How many times have you dined in authentic Asian restaurants or relaxed in nail salons where the owners and most employees are of Vietnamese descent? How much do you know about the people serving you or buffing your tips each week? As the Vietnamese population in Central Texas grows by leaps and bounds, these immigrants are transferring their culture with more than just fingernail polish and Lo Mein.
The Start of Vietnamese Growth
On April 30, 1975, the fall of Saigon ended the Vietnam War and prompted the first wave of emigration from Vietnam to America. Approximately 125,000 Vietnamese citizens fled war and danger in their native land, arriving in the United States as refugees, often with nothing but the clothes on their backs. Arriving in America wearing a native Ao Dai or just a t-shirt and jeans, the women, their children and some men found new lives. These refugees adapted to American culture and learned English at their new schools, surrounded by unfamiliar faces with few reminders of the home they left behind.
Almost 40 years later, the Asian population in Central Texas is the fastest-growing group in Austin, ranking second in size behind Houston. The U.S. Census includes Cambodian, Chinese, Filipino, Indian, Korean, Japanese and Filipino in the Asian census category.
City of Austin demographer Ryan Robinson expects this growth to continue, predicting Asians will surpass African-Americans by 2015 as the city’s second-largest minority group after Hispanics. Between 2000 and 2010, the African-American population in the Austin metro area declined from 7.7 percent to 7 percent of the population, while the Asian population increased from 3.8 percent to 4.8 percent. In 2000, there were 44,050 Asians in the Austin metro area. By 2010, that number had climbed to 82,040.
Building a Community
A number of factors have encouraged Asian immigration to Central Texas. Jobs, notably in the high-tech sector, the relatively low cost of living and the University of Texas are key factors driving the growth. But for many Vietnamese immigrants, pursuit of the classic American dream is not the primary factor bringing them to Central Texas.
Xuyen Phan is a first-generation Vietnamese immigrant who left Hue, Vietnam, with her parents and brother to escape the Communist government. The transition from one country to another was rough, but adapting wasn’t so hard, says Phan.
She earned her citizenship through her parents’ naturalization, learned English in school and adopted American culture through friends at school. “I was in ESL classes for a year. Luckily, I was still very young so I was able to pick it up very quickly. My school had a pretty large number of Vietnamese students so I did not feel like an outcast and was able to communicate most of my questions and concerns.”
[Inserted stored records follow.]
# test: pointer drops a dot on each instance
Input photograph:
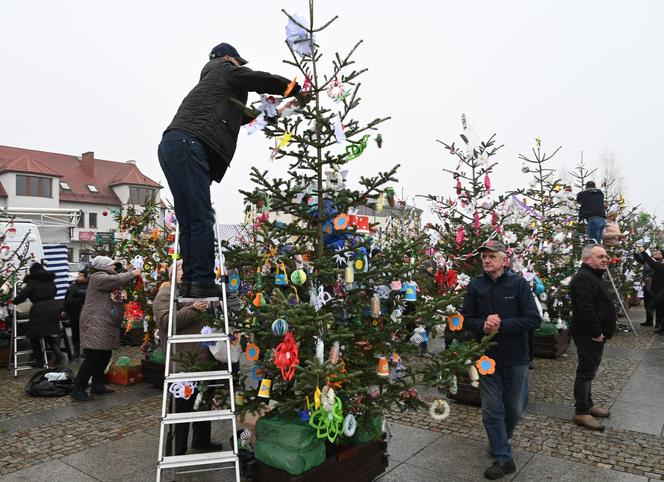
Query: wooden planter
(153, 373)
(466, 393)
(361, 463)
(552, 346)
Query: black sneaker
(101, 390)
(498, 470)
(205, 291)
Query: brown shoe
(588, 421)
(599, 412)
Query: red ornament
(286, 357)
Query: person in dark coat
(74, 300)
(500, 301)
(656, 293)
(197, 148)
(44, 319)
(593, 322)
(100, 321)
(591, 208)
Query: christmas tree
(328, 313)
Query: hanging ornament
(349, 275)
(383, 369)
(252, 352)
(279, 327)
(375, 306)
(286, 357)
(264, 389)
(455, 322)
(461, 234)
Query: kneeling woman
(100, 323)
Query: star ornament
(486, 365)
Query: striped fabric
(57, 262)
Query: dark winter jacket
(209, 113)
(657, 273)
(74, 300)
(101, 317)
(45, 311)
(593, 313)
(591, 203)
(511, 298)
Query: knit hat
(102, 262)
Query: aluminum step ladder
(17, 361)
(223, 458)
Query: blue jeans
(184, 160)
(504, 398)
(596, 228)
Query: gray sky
(587, 75)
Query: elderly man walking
(593, 322)
(501, 301)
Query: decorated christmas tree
(331, 317)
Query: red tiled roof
(70, 170)
(25, 163)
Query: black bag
(39, 386)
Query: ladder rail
(172, 462)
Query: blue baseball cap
(226, 49)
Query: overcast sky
(107, 77)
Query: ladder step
(175, 461)
(197, 338)
(192, 300)
(199, 376)
(203, 416)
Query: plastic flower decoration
(286, 357)
(298, 38)
(486, 365)
(455, 322)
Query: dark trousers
(184, 160)
(590, 356)
(93, 365)
(52, 343)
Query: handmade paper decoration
(455, 322)
(486, 365)
(264, 389)
(252, 352)
(183, 389)
(298, 277)
(297, 37)
(279, 327)
(234, 282)
(286, 357)
(350, 425)
(383, 369)
(439, 409)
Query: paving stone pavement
(115, 437)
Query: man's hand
(492, 324)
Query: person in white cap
(100, 322)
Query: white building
(55, 188)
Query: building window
(140, 195)
(33, 186)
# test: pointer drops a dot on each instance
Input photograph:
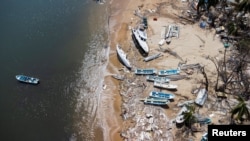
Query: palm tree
(189, 117)
(240, 111)
(243, 5)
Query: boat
(168, 72)
(145, 71)
(201, 97)
(157, 78)
(155, 101)
(165, 85)
(161, 95)
(180, 116)
(118, 77)
(188, 102)
(122, 56)
(140, 36)
(152, 57)
(27, 79)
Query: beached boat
(162, 95)
(180, 115)
(157, 78)
(27, 79)
(140, 36)
(201, 97)
(118, 77)
(165, 85)
(145, 71)
(152, 57)
(155, 101)
(188, 102)
(168, 72)
(122, 56)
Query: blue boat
(157, 78)
(161, 95)
(168, 72)
(27, 79)
(156, 101)
(145, 71)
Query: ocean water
(65, 44)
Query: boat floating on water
(27, 79)
(145, 71)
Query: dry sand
(194, 45)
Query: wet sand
(194, 45)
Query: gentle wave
(90, 82)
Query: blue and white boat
(165, 85)
(146, 71)
(157, 78)
(140, 36)
(27, 79)
(169, 72)
(156, 101)
(201, 97)
(122, 56)
(161, 95)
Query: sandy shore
(194, 45)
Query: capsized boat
(201, 97)
(27, 79)
(161, 95)
(157, 78)
(140, 36)
(122, 56)
(149, 71)
(168, 72)
(165, 85)
(156, 101)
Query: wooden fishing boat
(140, 36)
(156, 101)
(161, 95)
(201, 97)
(27, 79)
(145, 71)
(168, 72)
(157, 78)
(165, 85)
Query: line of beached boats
(158, 98)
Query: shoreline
(195, 45)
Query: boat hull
(27, 79)
(161, 95)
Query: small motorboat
(27, 79)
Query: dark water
(56, 41)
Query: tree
(240, 111)
(207, 4)
(189, 118)
(243, 5)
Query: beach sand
(194, 45)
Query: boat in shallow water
(161, 95)
(27, 79)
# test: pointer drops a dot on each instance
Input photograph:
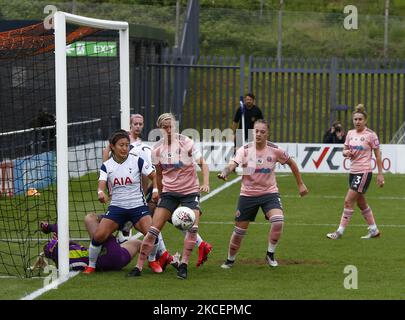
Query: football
(183, 218)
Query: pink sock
(368, 215)
(189, 243)
(346, 216)
(236, 240)
(147, 246)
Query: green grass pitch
(310, 265)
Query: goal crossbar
(60, 19)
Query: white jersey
(142, 150)
(124, 179)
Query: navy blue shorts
(171, 200)
(359, 182)
(121, 216)
(249, 206)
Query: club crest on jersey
(121, 181)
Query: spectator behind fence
(335, 134)
(251, 113)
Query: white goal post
(60, 19)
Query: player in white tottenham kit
(123, 172)
(259, 189)
(360, 143)
(139, 148)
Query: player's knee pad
(366, 211)
(277, 222)
(153, 232)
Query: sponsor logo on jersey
(121, 181)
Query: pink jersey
(362, 145)
(258, 168)
(177, 161)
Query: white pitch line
(52, 285)
(306, 224)
(339, 197)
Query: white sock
(231, 258)
(341, 229)
(272, 247)
(198, 240)
(161, 246)
(94, 251)
(152, 255)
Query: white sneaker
(270, 260)
(372, 233)
(228, 264)
(334, 235)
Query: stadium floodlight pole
(62, 178)
(242, 109)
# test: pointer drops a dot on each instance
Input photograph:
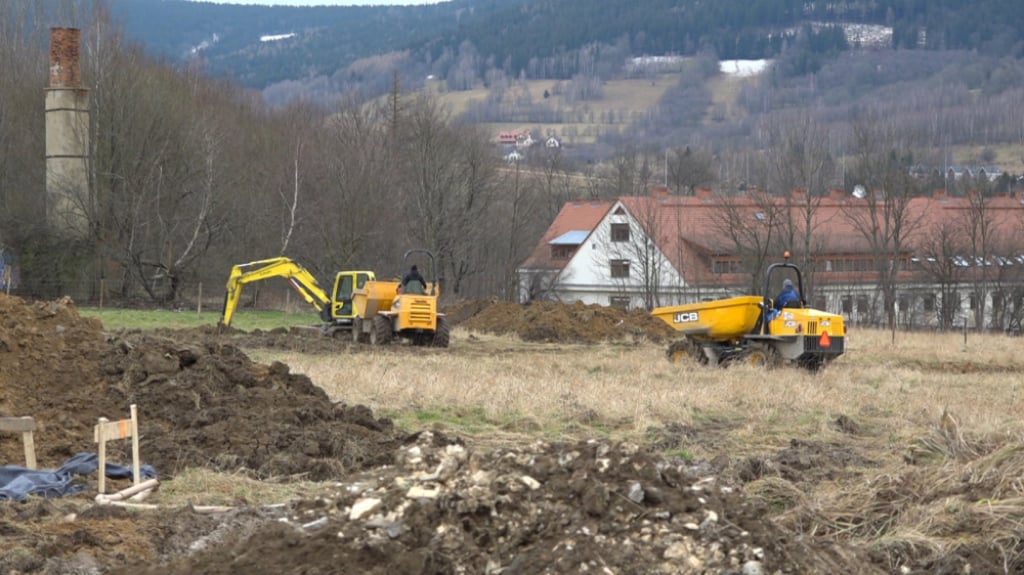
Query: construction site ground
(376, 498)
Phan, who holds dual citizenship in America and Vietnam, still speaks her native language from time to time, and intends on taking her children back to her native land and teaching them her culture. She adds that the Vietnamese communities in both Austin and Houston allow her to maintain a connection with the culture and celebrations of her former home in Vietnam.
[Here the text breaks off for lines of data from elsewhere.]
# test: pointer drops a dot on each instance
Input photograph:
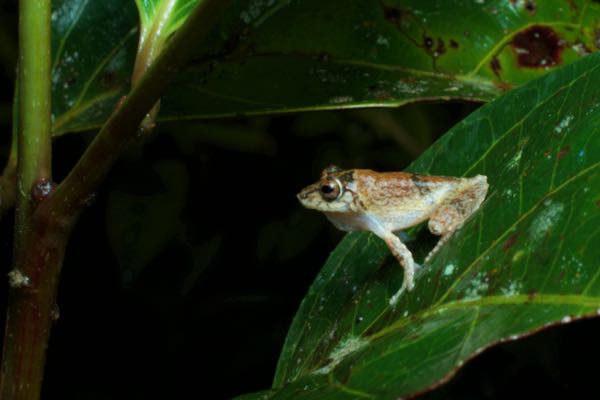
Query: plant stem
(27, 319)
(79, 186)
(39, 249)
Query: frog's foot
(408, 283)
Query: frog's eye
(330, 190)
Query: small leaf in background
(159, 19)
(139, 226)
(526, 260)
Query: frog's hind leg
(453, 212)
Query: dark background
(209, 312)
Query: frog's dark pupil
(326, 189)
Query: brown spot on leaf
(531, 295)
(537, 47)
(530, 6)
(563, 152)
(427, 42)
(441, 48)
(495, 66)
(510, 242)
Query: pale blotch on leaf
(347, 346)
(563, 124)
(545, 220)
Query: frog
(386, 203)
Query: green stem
(8, 180)
(79, 186)
(27, 318)
(40, 248)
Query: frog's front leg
(457, 207)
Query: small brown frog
(386, 202)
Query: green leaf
(274, 56)
(287, 56)
(93, 48)
(526, 260)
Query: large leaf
(93, 49)
(281, 56)
(529, 258)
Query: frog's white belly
(362, 221)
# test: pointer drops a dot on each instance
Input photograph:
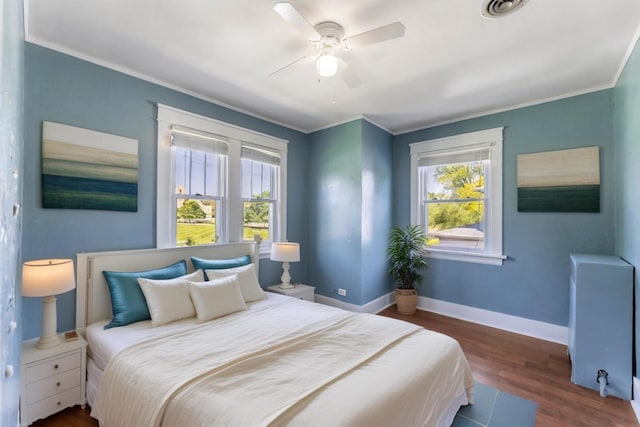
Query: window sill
(478, 258)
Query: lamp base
(49, 337)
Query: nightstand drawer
(54, 404)
(50, 386)
(53, 366)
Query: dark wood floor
(534, 369)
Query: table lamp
(286, 252)
(47, 278)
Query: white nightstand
(304, 292)
(52, 379)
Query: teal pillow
(128, 304)
(219, 264)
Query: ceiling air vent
(499, 8)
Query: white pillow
(216, 298)
(169, 299)
(247, 277)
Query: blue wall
(377, 219)
(627, 135)
(334, 221)
(63, 89)
(534, 281)
(350, 176)
(333, 176)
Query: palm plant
(406, 251)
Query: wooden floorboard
(534, 369)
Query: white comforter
(291, 363)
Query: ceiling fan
(328, 40)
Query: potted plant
(406, 251)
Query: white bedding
(303, 373)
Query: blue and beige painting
(85, 169)
(559, 181)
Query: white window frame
(234, 209)
(491, 139)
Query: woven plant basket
(406, 301)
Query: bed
(274, 361)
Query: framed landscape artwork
(85, 169)
(559, 181)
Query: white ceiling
(452, 63)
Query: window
(217, 182)
(260, 184)
(456, 195)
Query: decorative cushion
(216, 264)
(169, 300)
(249, 285)
(216, 298)
(128, 304)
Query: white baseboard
(507, 322)
(519, 325)
(635, 402)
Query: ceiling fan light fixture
(499, 8)
(327, 65)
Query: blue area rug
(496, 408)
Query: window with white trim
(218, 182)
(456, 195)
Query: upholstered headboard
(92, 294)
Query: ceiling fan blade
(347, 75)
(292, 64)
(376, 35)
(296, 20)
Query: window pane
(257, 220)
(455, 181)
(198, 173)
(195, 222)
(258, 180)
(456, 224)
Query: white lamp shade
(45, 277)
(327, 65)
(285, 252)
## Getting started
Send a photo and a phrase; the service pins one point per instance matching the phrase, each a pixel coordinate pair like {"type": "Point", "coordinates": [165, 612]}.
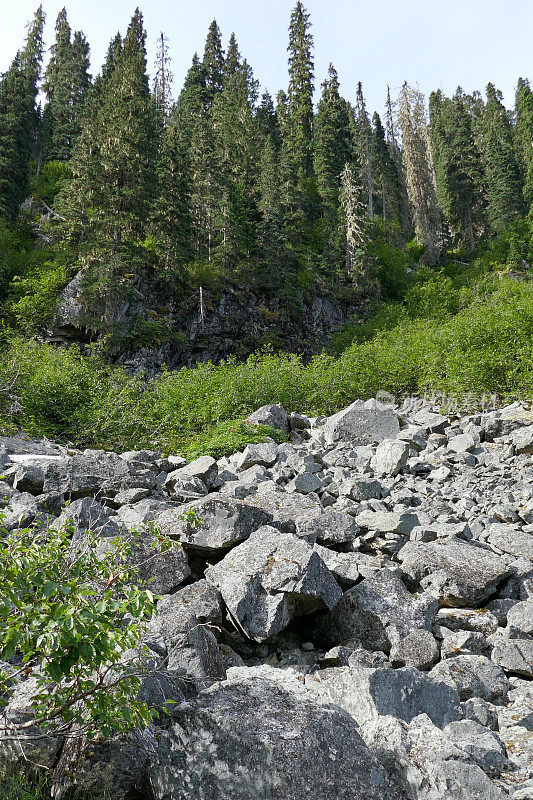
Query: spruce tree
{"type": "Point", "coordinates": [524, 136]}
{"type": "Point", "coordinates": [19, 120]}
{"type": "Point", "coordinates": [353, 216]}
{"type": "Point", "coordinates": [66, 84]}
{"type": "Point", "coordinates": [332, 148]}
{"type": "Point", "coordinates": [419, 172]}
{"type": "Point", "coordinates": [213, 63]}
{"type": "Point", "coordinates": [163, 78]}
{"type": "Point", "coordinates": [458, 169]}
{"type": "Point", "coordinates": [300, 96]}
{"type": "Point", "coordinates": [363, 136]}
{"type": "Point", "coordinates": [387, 178]}
{"type": "Point", "coordinates": [503, 181]}
{"type": "Point", "coordinates": [114, 165]}
{"type": "Point", "coordinates": [171, 218]}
But, given the choice between staying in America or returning to Vietnam, Phan emphatically chooses “America!”
Although Austin’s Asian immigrants are not as numerous or as established as in some cities, such as Houston, their financial success has enabled them to build new centers to express their culture. Just a look at restaurants indicates the way Vietnamese culture is more integrated. In 1977, there were no more than three Chinese restaurants in Austin and the closest Vietnamese restaurant was in Houston. Today, there are 75 Vietnamese restaurants in Austin among hundreds more Chinese, sushi and Thai restaurants.
The Asian American Cultural Center also provides a connection for the Vietnamese population. The center is dedicated to providing a unique space for the sharing of Austin’s range of Asian cultures including Vietnamese, Chinese, Korean, Indian and Hawaiian. According to Center owner Amy Wong Mok, “We have so many different cultures, languages, religions, and political ideologies we really need to pay attention to those differences instead of painting all Asians in the same corner.”
The center offers classes to Asians and non-Asians alike on Asian languages, calligraphy, origami, cooking and Asian-based sports such as Kendo Japanese fencing. The Center also hosts events and historical festivals such as the Mid-Autumn Festival, Dragon Boat Festival, the heritage month of May and the Tet or Lunar New Year Festival.
Creating a Diverse Cultural Fabric
Central Texas’s appreciation of diversity and its interfaith community encourages new cultures such as the Asian community to grow and grow. There are fewer expectations on how you live, what you wear and how much you spend; it’s what you want to do rather than what’s expected of you.
If I could describe to you the feeling I had while researching the deep roots of the Vietnamese, I couldn’t sum it up in words. It’s amazing the amount of knowledge you can acquire through research, and the fun of finding out things you never knew. And I assure to you that this isn’t the last you’ll hear of the Vietnamese or any of Austin’s other immigrants groups. There will be plenty more to research and find out as the years go by and Austin continues to diversify and grow.